M. [S] produit également :
– le procès-verbal de constat d’huissier du 29 janvier 2016 aux termes duquel un mur de clôture surmonté d’un grillage rigide a été érigé par son voisin, les travaux de clôture sont achevés sur la partie haute, entre la première partie du mur revêtue de crépi et la seconde partie actuellement en parpaings bruts il y a un décroché du mur, derrière le mur de clôture des murs de remblais sont érigés et le terrain a été remblayé, contre le mur sur le terrain est présent un yucca de très haute taille qui obstrue la vue mer depuis le terrain de M. [S], l’espace entre le mur de M. [S] et le mur actuellement édifié en parpaings a été comblé de béton y compris le tuyau d’alimentation d’eau du système d’arrosage de M. [S], derrière la clôture actuellement en place en partie basse du terrain une tranchée a été creusée par le voisin,
– le procès-verbal de constat d’huissier du 10 mars 2016 pour faire constater l’avancée de la construction du mur de clôture, qu’une haie de cyprès a été plantée dont la cime dépasse déjà le grillage, qu’en partie Sud-Ouest de la propriété de M. [S] le muret récemment édifié sur la propriété voisine dépasse l’ancien muret séparatif, depuis la maison de M. [S] côté salle à manger depuis la fenêtre sur façade Ouest la vue mer est obstruée par la nouvelle haie de cyprès implantée sur la propriété voisine,
– un procès-verbal de bornage signé le 3 février 2017, par lui-même et la SCP Bonheur pour tous, respectivement propriétaires des parcelles cadastrées section [Cadastre 6] et [Cadastre 3] d’une part, section [Cadastre 5] d’autre part. Pour déterminer la limite séparative selon les points A à M, le géomètre-expert [M] [N] indique :
– pour la limite A à J le plan cadastral est conforme à l’état des lieux matérialisé par un mur de clôture,
– pour la limite J à L, la limite est prise dans le prolongement de la limite A à J pour longer le mur de la propriété aux points K et L,
– pour la limite L à M, la limite est issue de l’application cadastrale et du plan réalisé le 16 avril 1998 par M. [T], géomètre-expert.

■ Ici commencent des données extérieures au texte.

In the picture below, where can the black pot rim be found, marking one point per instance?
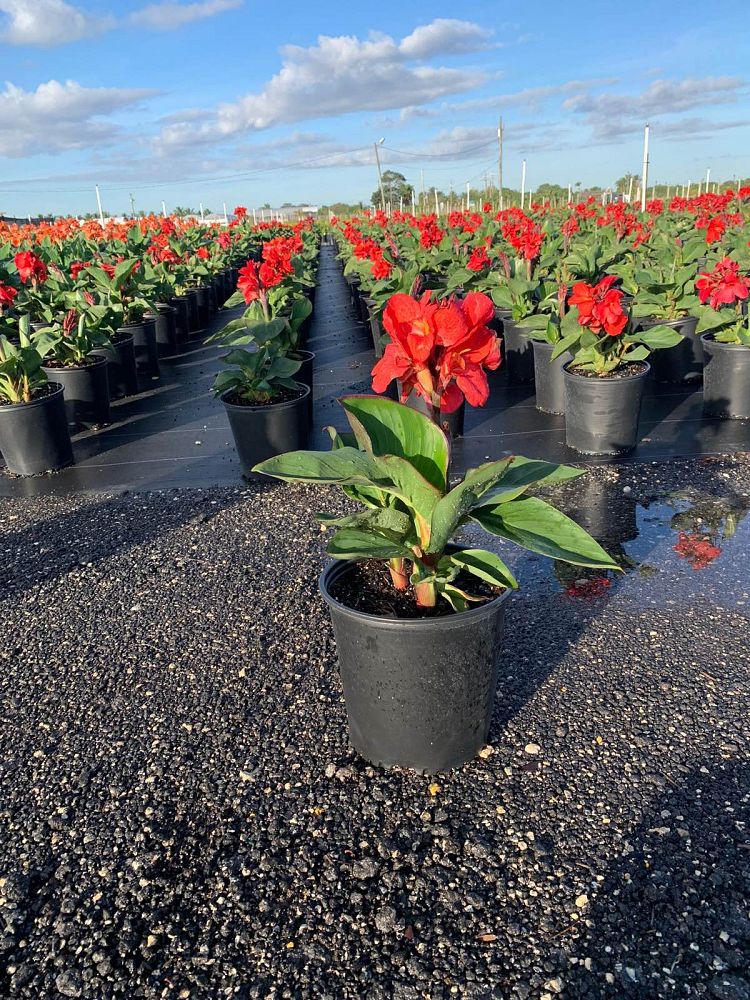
(97, 360)
(337, 567)
(708, 338)
(37, 402)
(655, 321)
(266, 406)
(604, 381)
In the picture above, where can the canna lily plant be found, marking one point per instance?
(598, 332)
(394, 463)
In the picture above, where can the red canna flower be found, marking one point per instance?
(440, 350)
(600, 306)
(479, 260)
(30, 267)
(724, 285)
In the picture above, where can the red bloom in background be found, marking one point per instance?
(479, 260)
(30, 267)
(600, 306)
(715, 229)
(722, 286)
(440, 350)
(699, 551)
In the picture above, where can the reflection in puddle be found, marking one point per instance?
(668, 535)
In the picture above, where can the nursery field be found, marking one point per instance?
(376, 595)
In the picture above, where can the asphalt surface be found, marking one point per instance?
(181, 814)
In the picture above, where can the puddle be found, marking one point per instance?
(681, 547)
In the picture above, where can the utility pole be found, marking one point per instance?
(99, 203)
(380, 173)
(500, 162)
(644, 177)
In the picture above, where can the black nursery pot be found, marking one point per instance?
(681, 362)
(34, 437)
(181, 305)
(305, 375)
(602, 414)
(260, 432)
(726, 379)
(86, 393)
(122, 374)
(519, 353)
(419, 692)
(549, 380)
(452, 423)
(144, 343)
(165, 319)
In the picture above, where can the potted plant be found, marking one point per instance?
(266, 407)
(418, 620)
(604, 381)
(725, 329)
(34, 436)
(67, 349)
(664, 295)
(439, 354)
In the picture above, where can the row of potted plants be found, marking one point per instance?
(584, 298)
(87, 310)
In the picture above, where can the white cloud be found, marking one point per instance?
(337, 76)
(445, 36)
(614, 115)
(48, 22)
(166, 16)
(55, 22)
(59, 116)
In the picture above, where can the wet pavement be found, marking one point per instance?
(174, 434)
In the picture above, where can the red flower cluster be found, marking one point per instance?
(479, 260)
(600, 306)
(722, 286)
(699, 551)
(440, 350)
(524, 236)
(430, 233)
(30, 267)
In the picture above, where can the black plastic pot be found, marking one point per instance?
(203, 300)
(181, 305)
(726, 379)
(682, 362)
(122, 374)
(419, 692)
(452, 423)
(144, 343)
(194, 320)
(305, 375)
(86, 393)
(260, 432)
(165, 319)
(549, 381)
(601, 414)
(519, 353)
(34, 437)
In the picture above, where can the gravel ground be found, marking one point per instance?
(181, 815)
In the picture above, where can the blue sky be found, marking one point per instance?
(241, 102)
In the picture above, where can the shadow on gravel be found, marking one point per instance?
(674, 909)
(44, 551)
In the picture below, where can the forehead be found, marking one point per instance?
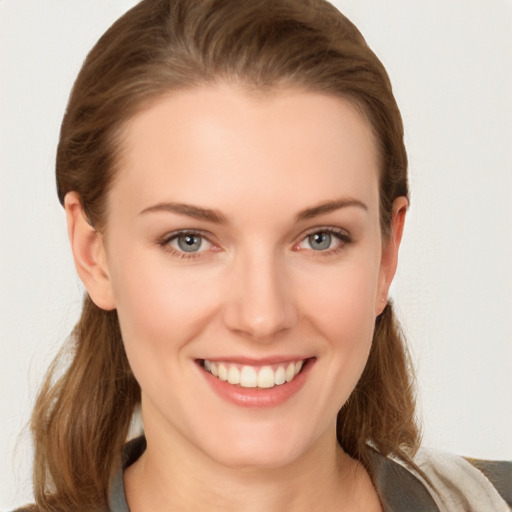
(206, 143)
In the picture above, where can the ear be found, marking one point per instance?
(390, 248)
(88, 253)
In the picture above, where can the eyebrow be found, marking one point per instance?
(217, 217)
(328, 207)
(187, 209)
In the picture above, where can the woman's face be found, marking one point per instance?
(243, 243)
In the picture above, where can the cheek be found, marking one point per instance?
(158, 306)
(342, 302)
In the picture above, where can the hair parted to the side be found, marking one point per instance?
(81, 419)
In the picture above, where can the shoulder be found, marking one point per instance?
(467, 484)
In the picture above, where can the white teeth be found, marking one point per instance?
(223, 372)
(280, 376)
(266, 377)
(233, 375)
(290, 372)
(249, 377)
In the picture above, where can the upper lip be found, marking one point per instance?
(248, 361)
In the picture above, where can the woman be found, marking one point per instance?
(234, 179)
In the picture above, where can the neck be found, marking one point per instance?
(175, 476)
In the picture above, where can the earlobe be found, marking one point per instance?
(88, 253)
(390, 249)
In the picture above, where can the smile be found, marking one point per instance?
(246, 376)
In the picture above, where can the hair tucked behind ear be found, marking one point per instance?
(381, 409)
(81, 419)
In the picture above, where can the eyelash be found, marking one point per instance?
(165, 243)
(343, 237)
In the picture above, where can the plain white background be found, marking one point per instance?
(451, 66)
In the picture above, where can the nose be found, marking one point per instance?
(259, 299)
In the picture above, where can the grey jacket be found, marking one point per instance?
(461, 485)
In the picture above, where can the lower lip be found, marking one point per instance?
(258, 397)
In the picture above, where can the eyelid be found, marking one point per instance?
(343, 236)
(165, 242)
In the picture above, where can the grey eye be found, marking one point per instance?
(189, 243)
(320, 241)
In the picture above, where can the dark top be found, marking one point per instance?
(399, 489)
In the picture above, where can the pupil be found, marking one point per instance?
(320, 241)
(189, 243)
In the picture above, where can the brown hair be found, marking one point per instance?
(81, 419)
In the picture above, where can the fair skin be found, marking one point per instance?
(261, 277)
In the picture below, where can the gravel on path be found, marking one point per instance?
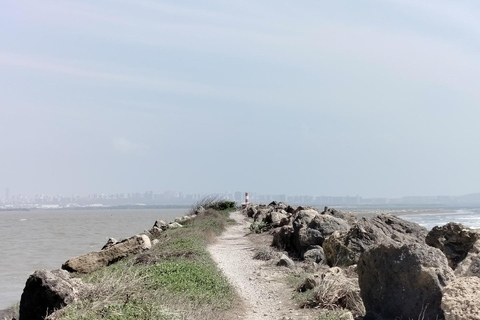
(260, 284)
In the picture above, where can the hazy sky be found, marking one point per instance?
(374, 97)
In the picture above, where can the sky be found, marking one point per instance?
(377, 98)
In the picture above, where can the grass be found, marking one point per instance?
(176, 279)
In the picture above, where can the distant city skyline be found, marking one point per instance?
(180, 198)
(378, 98)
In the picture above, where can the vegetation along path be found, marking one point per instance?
(261, 285)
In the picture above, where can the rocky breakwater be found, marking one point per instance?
(47, 291)
(384, 267)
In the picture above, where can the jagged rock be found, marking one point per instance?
(282, 238)
(403, 281)
(251, 211)
(309, 283)
(47, 291)
(470, 266)
(110, 243)
(261, 214)
(95, 260)
(314, 254)
(348, 217)
(335, 288)
(454, 240)
(344, 248)
(277, 219)
(160, 224)
(286, 262)
(199, 210)
(174, 225)
(311, 228)
(460, 299)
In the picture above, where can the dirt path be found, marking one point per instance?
(260, 284)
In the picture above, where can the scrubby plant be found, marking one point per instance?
(213, 202)
(259, 227)
(265, 254)
(176, 279)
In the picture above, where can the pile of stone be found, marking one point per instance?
(47, 291)
(402, 271)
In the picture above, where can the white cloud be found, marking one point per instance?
(127, 147)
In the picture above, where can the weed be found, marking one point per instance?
(259, 227)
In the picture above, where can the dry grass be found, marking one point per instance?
(176, 279)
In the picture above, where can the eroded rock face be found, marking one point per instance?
(461, 299)
(344, 248)
(470, 266)
(47, 291)
(403, 281)
(95, 260)
(286, 262)
(314, 254)
(311, 228)
(337, 288)
(282, 238)
(454, 240)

Ce procès-verbal de bornage signé, précise la nature des éléments topographiques définissant les limites entre les points : mur de clôture privatif à la parcelle [Cadastre 5] pour les points A à D, E à F et G à J, mur de clôture privatif aux parcelles [Cadastre 6] et [Cadastre 3] pour les points K à L.
De son côté, la SCP Bonheur pour tous qui a fait l’objet d’un procès-verbal d’infraction aux règles d’urbanisme le 22 juin 2016 pour avoir construit le mur de clôture surmonté d’un grillage rigide de 1,70 mètre sur une longueur de 30 mètres, justifie avoir déposé une déclaration préalable le 28 février 2018 ayant pour objet « régularisation d’un mur de clôture et soutènement » et avoir obtenu cette autorisation par arrêté du maire de Cannes, le 26 juin 2018.
M. [S] critique cette régularisation administrative de la construction du mur par la SCP Bonheur pour tous, qu’il estime non conforme au PLU de la commune de Cannes concernant les murs de clôture, en arguant que cela lui a permis d’apporter des remblais pour rehausser son terrain.
La SCP Bonheur pour tous oppose qu’il ne s’agit pas seulement d’un mur de clôture mais aussi d’un mur de soutènement, auquel ne s’appliquent pas les mêmes restrictions.
Il est constaté que la déclaration de travaux évoque bien un mur de clôture et de soutènement, est accompagnée d’un dossier comportant des mesures et des photographies et a été suivie d’une autorisation municipale. M. [S] ne prétend pas avoir attaqué cette autorisation administrative, quant à la nature du mur.
Reste à déterminer si la construction de ce mur qui a été régularisée au plan administratif, ce qui est indifférent pour apprécier l’existence d’un trouble anormal de voisinage, est à l’origine d’une perte de vue excessive.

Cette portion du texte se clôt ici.